If a task is delegated, a copy of the task may appear in the task list
associated with the delegated user's account. The task object GUI 300 may
provide a media player 312 to listen to the audio stream. The media
player 312 may include functional buttons such as play, stop, pause,
rewind, and fast forward.
[0035]In an embodiment, the task object GUI 300 may include notification
information 314. The notification information 314 may indicate whether
the user would like a reminder of the task at some specified time in some
specified manner. The task object GUI 300 may enable the user to select a
time and date for notification. The task object GUI 300 may enable the
user to select the type of reminder. For example, the reminder types may
include by pop-up computer screen notification, e-mail notification,
short message service (SMS) notification, outbound telephone call
notification, or the like.
[0036]FIG. 4 is flow chart depicting an example process for creating task
objects by an audio user interface. At 402, the system may receive an
indication from the user that the user wishes to interact regarding task
objects. For example, the system may receive a telephone call from the
user. In the alternative, user may begin an off-line interaction with
digital recorder or personal digital assistant (PDA) that will record the
interaction for later processing. The system may receive and answer a
telephone call from the user.
[0037]At 404, the system may authenticate the user. The system may
associate the telephone call with a user account in the personal
information management system. The system may prompt the user for a
username and/or PIN. The system may have one or more specific dial-in
numbers associated with a user, such that every telephone call placed to
that number is associated with the user's account. The system may have
one or more calling party numbers associated with the user. For example,
the user may associate a home telephone number, a cellular telephone
number, and/or an office telephone number with the system. The system may
check the caller identification field of the incoming call, matching the
calling party number to a number stored in connection with the user's
account.
[0038]At 406, the system may prompt the user for task information. The
system may prompt the user to enter whether the user desires to create a
new task, or to modify an existing task. For example, the system may play
a audible prompt such as "Press or say `one` to create a new task. Press
or say `two` to modify an existing task." The user may respond (e.g., by
pressing or saying `one`) to indicate that the user desires to create a
new task.
[0039]The system may invite the user to record a new task description. For
example, the system may play a recording such as "At the tone, please
begin recording your task description. When you are finished recording
your task description, please press the pound key." The system may alert
the user to begin recording the new task Subject. For example, the system
may cause a tone to sound so that the user knows to begin recording.

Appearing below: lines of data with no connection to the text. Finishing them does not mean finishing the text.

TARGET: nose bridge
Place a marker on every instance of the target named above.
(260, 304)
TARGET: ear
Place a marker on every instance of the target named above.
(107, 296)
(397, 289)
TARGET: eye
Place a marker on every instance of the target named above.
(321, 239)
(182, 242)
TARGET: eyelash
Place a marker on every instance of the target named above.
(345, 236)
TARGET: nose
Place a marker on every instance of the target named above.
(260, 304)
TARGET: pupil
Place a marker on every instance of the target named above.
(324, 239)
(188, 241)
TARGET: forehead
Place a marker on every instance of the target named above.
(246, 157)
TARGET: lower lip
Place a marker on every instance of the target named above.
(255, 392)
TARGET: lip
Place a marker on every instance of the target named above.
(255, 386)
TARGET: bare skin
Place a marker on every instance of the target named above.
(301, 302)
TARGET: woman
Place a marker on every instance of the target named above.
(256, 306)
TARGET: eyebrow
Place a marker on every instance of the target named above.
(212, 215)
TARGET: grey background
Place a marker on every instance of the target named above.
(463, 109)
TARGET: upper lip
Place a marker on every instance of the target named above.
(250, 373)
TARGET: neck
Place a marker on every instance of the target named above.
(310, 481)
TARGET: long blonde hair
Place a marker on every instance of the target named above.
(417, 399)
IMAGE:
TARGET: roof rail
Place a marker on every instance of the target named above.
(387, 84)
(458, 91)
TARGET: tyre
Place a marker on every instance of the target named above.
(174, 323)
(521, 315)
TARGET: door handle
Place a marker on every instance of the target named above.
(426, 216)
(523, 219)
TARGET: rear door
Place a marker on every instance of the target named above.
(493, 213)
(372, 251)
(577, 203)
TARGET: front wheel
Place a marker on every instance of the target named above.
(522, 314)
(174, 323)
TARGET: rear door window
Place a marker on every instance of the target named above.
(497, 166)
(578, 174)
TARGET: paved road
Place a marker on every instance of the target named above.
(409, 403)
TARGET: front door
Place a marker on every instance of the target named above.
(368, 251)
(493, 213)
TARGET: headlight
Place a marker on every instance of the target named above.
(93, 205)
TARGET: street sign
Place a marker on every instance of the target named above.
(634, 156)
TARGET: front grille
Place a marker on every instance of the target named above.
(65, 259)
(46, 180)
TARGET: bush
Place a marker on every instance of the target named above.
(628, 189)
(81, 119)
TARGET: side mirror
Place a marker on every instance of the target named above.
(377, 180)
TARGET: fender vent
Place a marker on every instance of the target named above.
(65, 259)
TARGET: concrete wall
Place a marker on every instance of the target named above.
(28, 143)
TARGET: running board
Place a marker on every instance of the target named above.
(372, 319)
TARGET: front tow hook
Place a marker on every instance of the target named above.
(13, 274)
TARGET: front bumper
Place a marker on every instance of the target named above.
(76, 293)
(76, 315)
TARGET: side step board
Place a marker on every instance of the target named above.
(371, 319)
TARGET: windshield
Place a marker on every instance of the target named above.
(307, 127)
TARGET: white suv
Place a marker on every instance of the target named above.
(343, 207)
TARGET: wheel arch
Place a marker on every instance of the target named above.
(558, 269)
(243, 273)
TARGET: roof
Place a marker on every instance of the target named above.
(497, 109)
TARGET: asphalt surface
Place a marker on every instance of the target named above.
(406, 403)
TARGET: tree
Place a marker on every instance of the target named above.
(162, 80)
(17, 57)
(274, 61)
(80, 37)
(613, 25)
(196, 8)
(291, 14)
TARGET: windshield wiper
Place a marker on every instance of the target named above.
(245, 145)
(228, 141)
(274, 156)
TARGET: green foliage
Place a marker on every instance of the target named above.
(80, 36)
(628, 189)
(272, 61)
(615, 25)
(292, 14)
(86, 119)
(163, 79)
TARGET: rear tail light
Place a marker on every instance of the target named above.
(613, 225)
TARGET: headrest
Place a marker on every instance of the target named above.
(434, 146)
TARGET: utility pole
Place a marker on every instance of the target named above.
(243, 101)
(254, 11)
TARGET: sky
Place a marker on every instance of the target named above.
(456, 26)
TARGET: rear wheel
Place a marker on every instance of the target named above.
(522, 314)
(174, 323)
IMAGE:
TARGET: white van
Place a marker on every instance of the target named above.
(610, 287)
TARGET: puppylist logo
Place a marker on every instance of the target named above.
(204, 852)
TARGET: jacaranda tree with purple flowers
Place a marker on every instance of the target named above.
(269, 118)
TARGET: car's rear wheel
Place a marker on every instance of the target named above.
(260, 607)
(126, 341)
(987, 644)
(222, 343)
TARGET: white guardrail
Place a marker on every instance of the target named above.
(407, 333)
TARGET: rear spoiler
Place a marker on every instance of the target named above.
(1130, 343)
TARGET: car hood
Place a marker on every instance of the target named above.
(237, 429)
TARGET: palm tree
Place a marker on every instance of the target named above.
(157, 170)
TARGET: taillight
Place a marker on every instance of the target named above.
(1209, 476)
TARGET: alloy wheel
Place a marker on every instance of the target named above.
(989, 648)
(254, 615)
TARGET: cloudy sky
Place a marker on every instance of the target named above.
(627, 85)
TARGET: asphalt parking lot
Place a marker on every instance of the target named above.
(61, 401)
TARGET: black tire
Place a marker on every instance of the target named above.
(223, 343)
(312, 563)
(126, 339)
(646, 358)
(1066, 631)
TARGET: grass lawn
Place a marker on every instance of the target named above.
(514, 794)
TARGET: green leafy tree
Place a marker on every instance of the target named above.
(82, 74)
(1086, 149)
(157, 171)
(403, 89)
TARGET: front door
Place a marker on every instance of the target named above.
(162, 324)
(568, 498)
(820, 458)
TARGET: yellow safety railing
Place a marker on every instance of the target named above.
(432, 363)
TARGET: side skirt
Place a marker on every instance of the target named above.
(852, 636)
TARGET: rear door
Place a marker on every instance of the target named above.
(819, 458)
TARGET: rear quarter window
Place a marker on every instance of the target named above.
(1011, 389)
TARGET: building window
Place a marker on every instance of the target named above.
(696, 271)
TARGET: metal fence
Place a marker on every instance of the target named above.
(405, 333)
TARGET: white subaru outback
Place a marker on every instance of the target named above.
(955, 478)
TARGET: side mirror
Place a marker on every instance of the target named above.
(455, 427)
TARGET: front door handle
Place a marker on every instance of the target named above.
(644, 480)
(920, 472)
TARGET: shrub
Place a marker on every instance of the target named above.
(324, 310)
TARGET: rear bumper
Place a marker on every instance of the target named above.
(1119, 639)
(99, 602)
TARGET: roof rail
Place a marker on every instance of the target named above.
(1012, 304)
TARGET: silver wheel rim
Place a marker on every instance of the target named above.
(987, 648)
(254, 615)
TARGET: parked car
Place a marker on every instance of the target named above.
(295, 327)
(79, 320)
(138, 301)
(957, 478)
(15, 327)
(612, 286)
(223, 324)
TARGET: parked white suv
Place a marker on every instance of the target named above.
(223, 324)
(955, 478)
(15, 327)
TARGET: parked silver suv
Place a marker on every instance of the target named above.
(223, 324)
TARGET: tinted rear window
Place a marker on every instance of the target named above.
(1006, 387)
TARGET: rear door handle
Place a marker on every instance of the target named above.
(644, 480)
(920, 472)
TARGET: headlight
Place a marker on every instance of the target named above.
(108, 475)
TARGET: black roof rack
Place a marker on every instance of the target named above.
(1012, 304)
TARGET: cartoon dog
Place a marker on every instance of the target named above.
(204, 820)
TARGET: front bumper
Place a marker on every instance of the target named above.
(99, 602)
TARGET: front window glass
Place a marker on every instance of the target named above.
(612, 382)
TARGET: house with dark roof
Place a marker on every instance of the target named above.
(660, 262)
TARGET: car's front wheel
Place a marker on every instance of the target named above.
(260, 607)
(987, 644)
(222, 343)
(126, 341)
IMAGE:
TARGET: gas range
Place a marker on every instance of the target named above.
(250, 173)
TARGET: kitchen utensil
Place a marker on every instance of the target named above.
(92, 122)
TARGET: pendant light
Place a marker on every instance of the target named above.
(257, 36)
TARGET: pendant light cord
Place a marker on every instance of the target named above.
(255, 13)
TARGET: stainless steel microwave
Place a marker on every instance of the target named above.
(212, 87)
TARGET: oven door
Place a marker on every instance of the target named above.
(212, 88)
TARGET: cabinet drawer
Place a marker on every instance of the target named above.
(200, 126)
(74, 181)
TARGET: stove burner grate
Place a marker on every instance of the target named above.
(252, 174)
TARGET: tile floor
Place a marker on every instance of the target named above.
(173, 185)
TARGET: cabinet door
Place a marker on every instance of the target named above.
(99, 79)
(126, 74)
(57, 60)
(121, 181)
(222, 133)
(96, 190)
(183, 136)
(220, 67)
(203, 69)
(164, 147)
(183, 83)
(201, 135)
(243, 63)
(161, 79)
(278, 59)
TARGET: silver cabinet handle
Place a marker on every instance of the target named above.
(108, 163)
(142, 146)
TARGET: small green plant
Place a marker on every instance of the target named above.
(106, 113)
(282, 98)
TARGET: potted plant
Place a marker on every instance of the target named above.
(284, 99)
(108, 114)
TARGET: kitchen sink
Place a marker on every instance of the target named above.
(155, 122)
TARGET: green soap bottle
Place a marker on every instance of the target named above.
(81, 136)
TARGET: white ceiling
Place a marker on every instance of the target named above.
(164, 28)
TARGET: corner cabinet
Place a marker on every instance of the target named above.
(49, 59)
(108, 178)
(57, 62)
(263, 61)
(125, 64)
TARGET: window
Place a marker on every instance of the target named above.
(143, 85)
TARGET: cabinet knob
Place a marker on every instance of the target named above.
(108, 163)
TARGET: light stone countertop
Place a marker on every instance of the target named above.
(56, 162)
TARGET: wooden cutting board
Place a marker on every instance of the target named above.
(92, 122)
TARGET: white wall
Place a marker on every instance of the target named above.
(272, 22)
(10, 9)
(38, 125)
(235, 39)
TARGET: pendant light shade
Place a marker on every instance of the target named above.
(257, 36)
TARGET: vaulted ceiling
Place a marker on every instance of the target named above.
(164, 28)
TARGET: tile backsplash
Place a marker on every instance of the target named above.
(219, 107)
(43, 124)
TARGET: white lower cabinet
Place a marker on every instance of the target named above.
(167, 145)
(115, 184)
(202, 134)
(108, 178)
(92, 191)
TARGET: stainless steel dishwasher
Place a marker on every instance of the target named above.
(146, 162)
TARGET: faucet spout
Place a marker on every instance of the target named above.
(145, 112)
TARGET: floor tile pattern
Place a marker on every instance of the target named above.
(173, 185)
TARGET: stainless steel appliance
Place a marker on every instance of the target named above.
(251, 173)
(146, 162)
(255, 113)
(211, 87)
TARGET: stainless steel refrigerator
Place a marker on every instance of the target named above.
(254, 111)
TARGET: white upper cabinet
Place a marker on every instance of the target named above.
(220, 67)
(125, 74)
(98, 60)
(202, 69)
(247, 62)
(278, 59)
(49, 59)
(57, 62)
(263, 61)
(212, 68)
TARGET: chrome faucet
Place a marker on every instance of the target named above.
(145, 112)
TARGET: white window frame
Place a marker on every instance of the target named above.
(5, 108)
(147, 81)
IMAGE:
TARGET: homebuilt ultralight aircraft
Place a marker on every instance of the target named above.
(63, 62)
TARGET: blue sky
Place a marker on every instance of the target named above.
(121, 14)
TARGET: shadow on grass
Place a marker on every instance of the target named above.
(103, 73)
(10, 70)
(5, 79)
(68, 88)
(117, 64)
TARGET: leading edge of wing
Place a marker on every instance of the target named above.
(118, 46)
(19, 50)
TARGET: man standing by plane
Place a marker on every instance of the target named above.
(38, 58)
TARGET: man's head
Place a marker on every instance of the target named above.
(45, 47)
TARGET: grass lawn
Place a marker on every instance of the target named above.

[0040]At 408, the system may receive an audio stream from the user. For
example, the user may orally and/or audibly describe the task. The server
computer may record the user's description. The user may indicate that
the description is complete. For example, the user may press the pound
key. The recorded description may be stored in memory as a digital audio
file. Alternatively, speech-to-text conversion may be used to convert the
user's oral description to text, which can be stored in memory as a
digital text field. Such a digital text field may be suitable for display
in other task-rendering clients. The system may store the text within the
structured data field labeled "Subject." Alternatively, the system may
store other data related to the audio stream in the structured data field
labeled "Subject." This other data may include pre-determined "canned"
text indicative of an audio created task and/or the calling party
telephone number.
[0041]At 410, the system may associate the audio stream with the task
object. The system may embed the digital audio file within the task
object. The system may link the digital audio file to the task object.
[0042]At 412, the system may prompt the user to determine whether the user
desires to associate any additional structured data with the task. For
example, the system may play a prompt such as "Press or say `one` to
associate one or more properties with the task." The user may respond
(e.g., by pressing or saying `one`) to indicate a desire to associate one
or more structured data fields with the new task.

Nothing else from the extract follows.